The national disaster agency has recorded 66 people still missing and scores of others injured.
Perfidia Seguendia, 71, and her family lost all their belongings except the clothes they were wearing when they fled to their neighbour's two-storey house in Noveleta municipality, south of Manila.
"Everything was flooded -- our fridge, washing machine, motorcycle, TV, everything," Seguendia told AFP.
"All we managed to do was to cry because we can't really do anything about it. We weren't able to save anything, just our lives."
The Philippine Coast Guard posted pictures on Facebook showing its personnel in devastated Kusiong village, in Maguindanao del Norte province of Mindanao, struggling through thick, thigh-deep mud and water as they searched for more bodies.
Kusiong was buried by a massive landslide, which created a huge mound of debris, just below several picturesque mountain peaks.

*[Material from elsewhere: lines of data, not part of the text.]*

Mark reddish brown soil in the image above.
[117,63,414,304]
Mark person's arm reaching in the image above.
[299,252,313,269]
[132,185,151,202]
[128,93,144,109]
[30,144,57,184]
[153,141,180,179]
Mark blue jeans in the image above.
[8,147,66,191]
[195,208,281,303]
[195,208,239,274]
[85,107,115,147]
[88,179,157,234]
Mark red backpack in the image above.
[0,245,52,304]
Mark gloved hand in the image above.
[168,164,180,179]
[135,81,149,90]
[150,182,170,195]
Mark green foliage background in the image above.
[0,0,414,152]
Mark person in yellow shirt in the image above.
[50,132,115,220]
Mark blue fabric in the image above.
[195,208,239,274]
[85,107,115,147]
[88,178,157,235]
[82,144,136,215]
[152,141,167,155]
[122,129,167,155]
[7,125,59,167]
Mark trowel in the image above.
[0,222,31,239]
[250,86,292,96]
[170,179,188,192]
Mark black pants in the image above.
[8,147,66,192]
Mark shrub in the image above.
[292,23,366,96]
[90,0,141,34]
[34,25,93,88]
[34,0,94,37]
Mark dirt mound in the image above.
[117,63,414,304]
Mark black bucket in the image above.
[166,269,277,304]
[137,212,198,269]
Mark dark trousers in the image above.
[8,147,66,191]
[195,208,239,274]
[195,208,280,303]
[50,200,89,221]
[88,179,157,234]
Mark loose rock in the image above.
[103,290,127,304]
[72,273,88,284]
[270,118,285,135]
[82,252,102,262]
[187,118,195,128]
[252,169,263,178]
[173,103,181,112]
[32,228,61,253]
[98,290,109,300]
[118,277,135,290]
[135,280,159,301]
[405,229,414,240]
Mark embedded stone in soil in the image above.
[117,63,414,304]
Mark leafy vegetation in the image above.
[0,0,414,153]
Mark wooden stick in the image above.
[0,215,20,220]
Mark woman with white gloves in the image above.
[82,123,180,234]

Rescuers poked long pieces of wood into the morass looking for five missing villagers, after recovering 20 bodies in recent days, the coast guard said.
Twelve of the dead, including seven from one family, were buried Monday in two mass graves dug by a backhoe.
Mourners, who survived the landslide, laid flowers and candles at the site.
"We have shifted our operation from search and rescue to retrieval because the chances of survival after two days are almost nil," said Naguib Sinarimbo, civil defence chief of the Bangsamoro region in Mindanao.
Meanwhile, survivors faced the heartbreaking task of cleaning up their sodden homes.
Residents shovelled mud from their houses and shops after piling their furniture and other belongings in the streets of Noveleta.
"In my entire life living here, it's the first time we experienced this kind of flooding," said Joselito Ilano, 55, whose house was flooded by waist-high water.
"I am used to flooding here but this is just the worst, I was caught by surprise."
- More rain on the way -
President Ferdinand Marcos began touring some of the hard-hit areas on Monday, including Noveleta, as aid agencies rushed food packs, drinking water and other relief to victims.
Marcos said preemptive evacuations in Noveleta had saved lives.
"While the calamity was huge, the number of casualties was not that high, although there's a lot of damage to infrastructure," he said.
Nalgae inundated villages, destroyed crops and knocked out power in many regions as it swept across the country.
It struck on an extended weekend for All Saints' Day, which is on Tuesday, when millions of Filipinos travel to visit the graves of loved ones.
Scientists have warned that deadly and destructive storms are becoming more powerful as the world gets warmer because of climate change.
The state weather forecaster warned that another tropical storm was heading towards the Philippines even as Nalgae moved across the South China Sea.
Starting Wednesday, the new weather system could bring more heavy rain and misery to southern and central regions badly affected by Nalgae.
Landslides and flash floods originating from largely deforested mountainsides have been among the deadliest hazards posed by storms in the Philippines in recent years.